Fittingly, Dooley is now a Research Analyst in the Office of School Performance for the New York City Department of Education, where she works on a team that builds tools allowing leaders better access to data about their school's performance.
"I like that my work impacts students, even indirectly," said Dooley. "I also like that there is freedom on my team to explore the questions that I find interesting. Besides the data analysis part of my job, I've also had the opportunity to teach Python to other analysts at the DOE, and work on my presenting and communication skills, which I find harder than the technical aspects of my job!"
Front-End Data Scientist at Mathematica Policy Research
Metis Graduate, Winter 2017
Metis is structured around 5 projects, and while the two examples above demonstrate final projects (which give students the freedom to choose their own direction), the following is an example of what's called Project McNulty, which is geared toward supervised learning and visualizations.
Metis graduate Eva Ward chose to focus her efforts on the water crisis in Flint, Michigan, comparing what happened there to what's going on in Massachusetts public schools (because the Massachusetts Department of Environmental Protection initiated an assistance program with public schools, making drinking water quality data from schools across the state is available.)
"As an environmental engineer by training and practice as well as a former AmeriCorps member and public servant, I was very interested in piecing together how this could have happened: my hypothesis is that Flint was at the center of a perfect storm of aging physical infrastructure, mismanagement of the public water supply, and socio-economic characteristics," she wrote in a Github repository about the project.
With the Flint framework in mind, she built models to explore the relationship between physical infrastructure, public water supply management indicators, socio-economic characteristics, and drinking water quality in Massachusetts public schools.

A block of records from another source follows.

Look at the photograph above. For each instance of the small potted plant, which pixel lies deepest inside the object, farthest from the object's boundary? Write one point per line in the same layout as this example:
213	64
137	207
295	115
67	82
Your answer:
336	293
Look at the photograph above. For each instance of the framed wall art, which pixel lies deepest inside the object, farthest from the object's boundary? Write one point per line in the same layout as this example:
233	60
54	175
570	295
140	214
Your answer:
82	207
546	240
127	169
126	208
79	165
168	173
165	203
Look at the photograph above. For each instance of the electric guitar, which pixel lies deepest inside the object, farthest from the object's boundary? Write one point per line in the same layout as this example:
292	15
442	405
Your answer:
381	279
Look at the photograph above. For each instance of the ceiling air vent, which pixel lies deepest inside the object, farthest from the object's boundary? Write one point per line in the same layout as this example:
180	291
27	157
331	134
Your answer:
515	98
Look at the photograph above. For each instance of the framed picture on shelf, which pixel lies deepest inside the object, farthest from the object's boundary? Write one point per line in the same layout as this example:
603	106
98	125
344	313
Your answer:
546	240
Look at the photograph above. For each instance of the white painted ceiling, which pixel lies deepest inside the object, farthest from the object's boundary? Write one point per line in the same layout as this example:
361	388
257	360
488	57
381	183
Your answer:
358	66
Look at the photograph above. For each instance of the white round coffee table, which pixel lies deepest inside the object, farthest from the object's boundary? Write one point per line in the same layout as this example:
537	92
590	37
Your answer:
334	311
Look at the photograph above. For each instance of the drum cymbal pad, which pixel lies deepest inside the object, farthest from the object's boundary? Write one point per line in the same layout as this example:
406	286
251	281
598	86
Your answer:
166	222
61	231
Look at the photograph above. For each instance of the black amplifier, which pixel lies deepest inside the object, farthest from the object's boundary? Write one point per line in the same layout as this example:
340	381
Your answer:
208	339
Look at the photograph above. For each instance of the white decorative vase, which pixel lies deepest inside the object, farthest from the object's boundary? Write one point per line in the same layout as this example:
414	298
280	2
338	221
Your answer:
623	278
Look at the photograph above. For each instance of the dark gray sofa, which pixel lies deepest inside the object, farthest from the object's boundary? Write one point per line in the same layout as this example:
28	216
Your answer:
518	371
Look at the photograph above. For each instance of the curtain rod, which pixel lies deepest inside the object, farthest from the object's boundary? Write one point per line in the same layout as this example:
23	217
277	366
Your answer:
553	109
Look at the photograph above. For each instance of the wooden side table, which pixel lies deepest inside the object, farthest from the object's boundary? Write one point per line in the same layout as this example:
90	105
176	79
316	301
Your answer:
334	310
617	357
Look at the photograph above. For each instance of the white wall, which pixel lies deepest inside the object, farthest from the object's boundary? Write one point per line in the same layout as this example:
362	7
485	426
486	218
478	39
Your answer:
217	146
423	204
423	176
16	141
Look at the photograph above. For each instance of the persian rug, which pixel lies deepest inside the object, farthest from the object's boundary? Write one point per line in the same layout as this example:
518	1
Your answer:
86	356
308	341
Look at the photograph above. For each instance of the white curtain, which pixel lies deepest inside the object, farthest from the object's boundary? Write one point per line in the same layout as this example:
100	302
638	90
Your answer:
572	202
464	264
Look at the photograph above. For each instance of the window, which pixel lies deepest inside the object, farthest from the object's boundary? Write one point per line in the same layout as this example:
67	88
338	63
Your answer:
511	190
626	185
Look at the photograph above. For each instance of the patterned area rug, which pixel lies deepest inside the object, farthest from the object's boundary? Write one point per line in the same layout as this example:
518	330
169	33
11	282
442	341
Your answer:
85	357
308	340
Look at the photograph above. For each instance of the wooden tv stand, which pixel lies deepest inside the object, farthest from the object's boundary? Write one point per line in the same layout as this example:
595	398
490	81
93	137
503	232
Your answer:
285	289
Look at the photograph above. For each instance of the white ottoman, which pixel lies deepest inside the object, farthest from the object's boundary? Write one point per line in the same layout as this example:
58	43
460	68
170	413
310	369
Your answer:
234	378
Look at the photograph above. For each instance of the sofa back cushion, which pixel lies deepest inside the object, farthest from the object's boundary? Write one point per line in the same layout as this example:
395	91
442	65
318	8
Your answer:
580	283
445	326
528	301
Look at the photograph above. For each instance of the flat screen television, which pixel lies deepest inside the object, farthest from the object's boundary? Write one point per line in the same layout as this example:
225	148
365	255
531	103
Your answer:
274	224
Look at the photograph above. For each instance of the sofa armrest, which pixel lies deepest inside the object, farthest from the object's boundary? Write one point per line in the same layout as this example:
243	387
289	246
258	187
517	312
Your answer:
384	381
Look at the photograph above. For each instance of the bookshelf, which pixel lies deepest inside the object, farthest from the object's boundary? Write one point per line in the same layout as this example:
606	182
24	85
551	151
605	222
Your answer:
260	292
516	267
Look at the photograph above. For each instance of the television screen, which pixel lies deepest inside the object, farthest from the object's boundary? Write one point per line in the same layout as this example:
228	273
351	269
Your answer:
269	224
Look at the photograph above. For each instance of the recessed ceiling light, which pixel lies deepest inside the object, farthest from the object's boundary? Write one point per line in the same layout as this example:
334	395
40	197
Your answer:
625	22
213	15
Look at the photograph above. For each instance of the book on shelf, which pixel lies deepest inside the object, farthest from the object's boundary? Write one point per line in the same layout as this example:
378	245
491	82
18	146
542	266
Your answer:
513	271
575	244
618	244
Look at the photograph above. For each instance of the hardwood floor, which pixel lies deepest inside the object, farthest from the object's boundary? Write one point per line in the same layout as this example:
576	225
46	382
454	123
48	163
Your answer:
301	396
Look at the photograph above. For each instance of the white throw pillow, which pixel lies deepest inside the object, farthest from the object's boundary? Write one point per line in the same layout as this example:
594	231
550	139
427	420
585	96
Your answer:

You can see her full presentation slide deck here and dig into the data she used here.
Ward is now a Front-End Data Scientist at Mathematica Policy Research, an organization dedicated to improving public well-being by bringing the high standards of quality, objectivity, and excellence to information collection and analysis.
"I enjoy being able to develop my data analysis and visualization skills by working on a variety of projects focused on different sectors, such as health, human services, and the environment," she said. "Regardless of sector, our projects generally focus on figuring out what works and what doesn't when trying to improve a social program."
When asked why she pursues this line of work, Ward says, "I have always wanted to leave something, even just a little better than I found it."
As the volume of worldwide data continues to grow, as the pace of technology excels, and as competition ultimately rises alongside it all, the demand for data scientists like these, who see data as a way to make the world a better place, will only continue to increase. And Metis hopes for the continual privilege of training these passionate, forward-thinking individuals.